By the double-angle formula, we have $\cos^2 x = \frac{1}{2}(1+\cos (2x))$. Using that and the addition theorem for the cosine, we find that
$$\cos^2 (\mu-\delta) - \cos^2 (\mu + \delta) = \frac{1}{2}\bigl(\cos (2(x\mu \delta)) - \cos (2(\mu+\delta))\bigr) = \sin (2\delta)\sin (2\mu).$$
Thus for points $x,y$ at a given distance $0 < h = \lvert x-y\rvert$, the difference $\lvert \cos^2 x - \cos^2 y\rvert$ is maximised if the midpoint $\mu = \frac{x+y}{2}$ satisfies $\sin (2\mu) = \pm 1$, that is, if $\mu = \frac{\pi}{4} + k\frac{\pi}{2}$ for some $k\in \mathbb{Z}$. Then we have
$$\frac{\lvert \cos^2 x - \cos^2 y\rvert}{\lvert x-y\rvert^\alpha} = \frac{\lvert\sin (x-y)\rvert}{\lvert x-y\rvert^\alpha}.$$
It is clear that for $\lvert x-y\rvert > \frac{\pi}{2}$ we have
$$\frac{\lvert \cos^2 x - \cos^2 y\rvert}{\lvert x-y\rvert} < \biggl(\frac{2}{\pi}\biggr)^\alpha = \frac{\lvert \cos^2 0 - \cos^2 \frac{\pi}{2}\rvert}{\lvert 0 - \frac{\pi}{2}\rvert^\alpha},$$
regardless of where the midpoint of $x$ and $y$ is.
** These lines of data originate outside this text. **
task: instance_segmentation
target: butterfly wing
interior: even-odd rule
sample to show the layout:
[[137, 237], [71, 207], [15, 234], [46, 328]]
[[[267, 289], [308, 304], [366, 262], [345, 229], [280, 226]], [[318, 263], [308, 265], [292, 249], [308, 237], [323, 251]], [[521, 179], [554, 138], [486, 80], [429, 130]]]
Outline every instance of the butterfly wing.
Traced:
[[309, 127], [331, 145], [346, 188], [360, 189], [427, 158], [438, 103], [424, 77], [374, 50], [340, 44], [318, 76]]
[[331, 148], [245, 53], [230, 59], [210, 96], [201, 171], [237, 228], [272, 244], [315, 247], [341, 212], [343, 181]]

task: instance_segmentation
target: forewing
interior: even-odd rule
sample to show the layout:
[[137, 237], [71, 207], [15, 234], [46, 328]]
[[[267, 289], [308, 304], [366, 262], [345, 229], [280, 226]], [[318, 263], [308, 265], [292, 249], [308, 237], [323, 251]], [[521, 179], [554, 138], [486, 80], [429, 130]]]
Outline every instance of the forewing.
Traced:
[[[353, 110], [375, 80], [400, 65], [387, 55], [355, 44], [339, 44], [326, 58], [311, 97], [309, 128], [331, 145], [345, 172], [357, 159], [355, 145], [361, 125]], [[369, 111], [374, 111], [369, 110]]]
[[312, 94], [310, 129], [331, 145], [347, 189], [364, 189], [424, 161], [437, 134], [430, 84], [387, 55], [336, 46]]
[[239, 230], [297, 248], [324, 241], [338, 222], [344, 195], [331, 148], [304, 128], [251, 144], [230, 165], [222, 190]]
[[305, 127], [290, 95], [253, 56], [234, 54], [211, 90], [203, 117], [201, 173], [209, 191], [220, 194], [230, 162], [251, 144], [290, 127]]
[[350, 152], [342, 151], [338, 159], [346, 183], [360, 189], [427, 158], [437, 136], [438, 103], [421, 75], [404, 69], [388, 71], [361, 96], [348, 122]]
Hence we need to find
$$H(\alpha) := \sup \biggl\{ \frac{\sin t}{t^\alpha} : 0 < t \leqslant \frac{\pi}{2}\biggr\}.$$
Differentiating $g_\alpha(t) = t^{-\alpha}\sin t$ yields
$$g_\alpha'(t) = \frac{t\cos t - \alpha \sin t}{t^{\alpha+1}},$$
so $g_\alpha$ has a critical point where $t\cos t = \alpha \sin t$, or $t\cot t = \alpha$. Since $q(t) = t\cot t$ is strictly decreasing on $\bigl[0,\frac{\pi}{2}\bigr]$ and $q(0) = 1$ (by continuity) and $q\bigl(\frac{\pi}{2}\bigr) = 0$, for each $\alpha \in (0,1)$ there is exactly one $t_\alpha = q^{-1}(\alpha) \in \bigl(0,\frac{\pi}{2}\bigr)$ with $g_\alpha'(t_\alpha) = 0$. Since $g_\alpha'\bigl(\frac{\pi}{2}\bigr) < 0$ and $\lim\limits_{t\downarrow 0} g_\alpha'(t) = +\infty$, $g$ has a maximum at $t_\alpha$, so
$$H(\alpha) = g_\alpha(t_\alpha) = \frac{\sin t_\alpha}{{t_\alpha}^\alpha}.$$
Using $\sin t = \frac{\tan t}{\sqrt{1 + \tan^2 t}}$ for $0 \leqslant t < \frac{\pi}{2}$ and $\tan t_\alpha = \frac{t_\alpha}{\alpha}$, we obtain
$$H(\alpha) = \frac{{t_\alpha}^{1-\alpha}}{\sqrt{\alpha^2 + {t_\alpha}^2}}.$$
Unfortunately we can't express $t_\alpha$ in terms of elementary functions. It may be possible to get a closed form using the Lambert $W$-function (or some other special functions).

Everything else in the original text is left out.